That was not the Ohio State team I watched all season. The Ohio State team that I saw win the Big Ten regular season title would not shoot 32% from the field and struggle to beat a significantly inferior Northwestern team 67-61 in overtime in the conference tournament. The Ohio State team I saw set an NCAA record for three point shooting in a game would never follow that up by going 3-15 from behind the arc, missing a number of wide open looks in the process. And the Ohio State team that I saw pass the ball with such precision all season would never play an entire 45 minutes of basketball, score 67 points and only collect three assists total as a team in the process. That would not be the Ohio State team I saw play all season long.
But all that and more happened on Friday, as the Buckeyes proved that in the right setting, they can be just as vulnerable as all the other NCAA tournament contenders. Going into the Northwestern game, the common perception was that while all the other potential No. 1 and 2 seeds had major issues that could be exploited, Ohio State was the most complete team in America, with no real obvious weakness. But the group that took the court on Friday dispelled any such thought. Thad Matta's team played with uncharacteristic selfishness, refusing to share the ball and devolving into a one-on-one attacking offense late, that neither played to the Buckeyes strength or was effective at creating late points.
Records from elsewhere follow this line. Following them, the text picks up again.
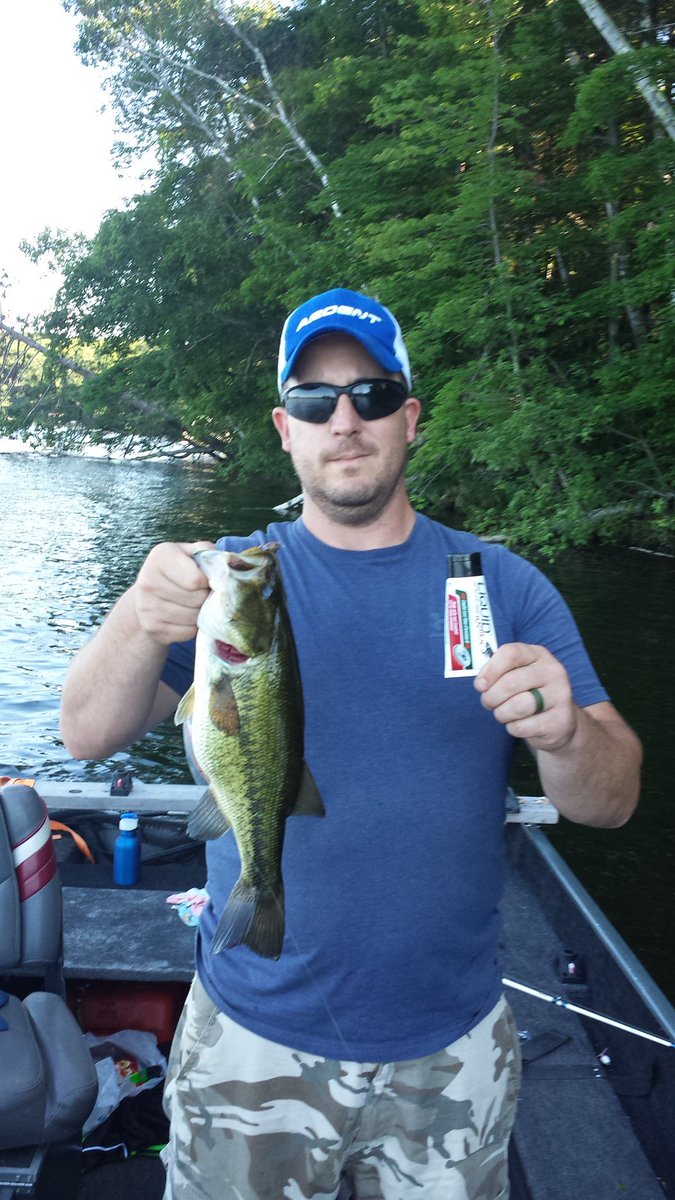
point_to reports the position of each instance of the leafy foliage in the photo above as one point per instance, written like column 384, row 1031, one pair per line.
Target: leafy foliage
column 489, row 169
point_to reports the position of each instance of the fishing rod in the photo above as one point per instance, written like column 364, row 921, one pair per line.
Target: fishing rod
column 561, row 1002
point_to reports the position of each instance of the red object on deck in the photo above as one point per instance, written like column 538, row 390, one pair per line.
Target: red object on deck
column 103, row 1008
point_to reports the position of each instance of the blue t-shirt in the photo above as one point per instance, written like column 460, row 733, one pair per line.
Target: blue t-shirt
column 392, row 899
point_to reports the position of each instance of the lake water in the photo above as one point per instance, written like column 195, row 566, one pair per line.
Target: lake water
column 76, row 532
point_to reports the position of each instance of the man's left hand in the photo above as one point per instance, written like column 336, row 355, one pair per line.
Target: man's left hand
column 517, row 682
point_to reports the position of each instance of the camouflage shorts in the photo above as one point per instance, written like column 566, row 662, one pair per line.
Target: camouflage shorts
column 252, row 1120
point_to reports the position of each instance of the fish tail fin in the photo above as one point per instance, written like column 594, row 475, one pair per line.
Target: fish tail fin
column 252, row 918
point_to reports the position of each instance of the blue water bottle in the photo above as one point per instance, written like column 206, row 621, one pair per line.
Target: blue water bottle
column 126, row 861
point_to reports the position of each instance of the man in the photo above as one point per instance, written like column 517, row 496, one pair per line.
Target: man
column 378, row 1049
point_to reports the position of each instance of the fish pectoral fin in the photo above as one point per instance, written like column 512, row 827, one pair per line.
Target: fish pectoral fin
column 185, row 706
column 223, row 709
column 208, row 820
column 309, row 802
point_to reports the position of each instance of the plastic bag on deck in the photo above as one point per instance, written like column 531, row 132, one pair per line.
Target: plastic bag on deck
column 126, row 1063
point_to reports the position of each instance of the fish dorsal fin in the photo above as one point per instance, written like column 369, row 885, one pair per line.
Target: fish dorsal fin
column 309, row 802
column 223, row 709
column 185, row 706
column 208, row 820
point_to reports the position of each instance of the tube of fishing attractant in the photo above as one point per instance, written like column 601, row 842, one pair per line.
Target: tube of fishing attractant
column 469, row 625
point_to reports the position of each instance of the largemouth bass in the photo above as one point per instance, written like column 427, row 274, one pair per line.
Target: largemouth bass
column 244, row 730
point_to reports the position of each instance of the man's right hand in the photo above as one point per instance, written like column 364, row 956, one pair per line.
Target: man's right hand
column 169, row 591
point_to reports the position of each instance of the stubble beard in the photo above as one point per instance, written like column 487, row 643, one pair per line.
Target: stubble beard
column 358, row 503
Ohio State only scored 10 points in the last 9:30 of the regulation, a stretch that saw the Buckeyes run some of their worst offensive sets of the year. William Buford's two field goals during that stretch were the only points scored away from the foul line by Ohio State and absent an exceptional free throw performance by Jared Sullinger (16-18), Northwestern would have been able to pull off the stunner. The Wildcats showcased that the way to defeat Ohio State is to change the style of play to such a degree that the Buckeyes become frustrated. Northwestern threw a number of defensive looks, slowed the ball down on offense and dared the Buckeyes to beat them with outside jumpers. All confused Thad Matta's group and made the best team in America look decidedly ordinary.
In the end, Ohio State ability to control the glass (they outrebounded Northwestern 41-24) and use its exceptional height and athleticism to overcome its poor play, allowed the Buckeyes to escape with a victory. But the game does raise some worries for those positioning the Buckeyes as the favorite when the brackets are announced on Sunday. For the first time in a number of weeks, the Buckeyes looked disjointed and were taken out of their game, something that hadn't happened even in their road defeats. A great passing team was reduced to selfish play and little offense was generated outside of drawing contact and getting to the free throw line. It even took a questionable call in the game's final minutes (the strange technical on Northwestern center Luka Mirkovic for throwing his mouthpiece down in frustration in overtime) in order for the Buckeyes to seal the victory.
None of those traits are consistent with the Ohio State I watched all season and was certain could cut down the nets in Houston this April. Ohio State is still the best overall team in America, but Friday's win showed that the Buckeyes are vulnerable, just like everyone else.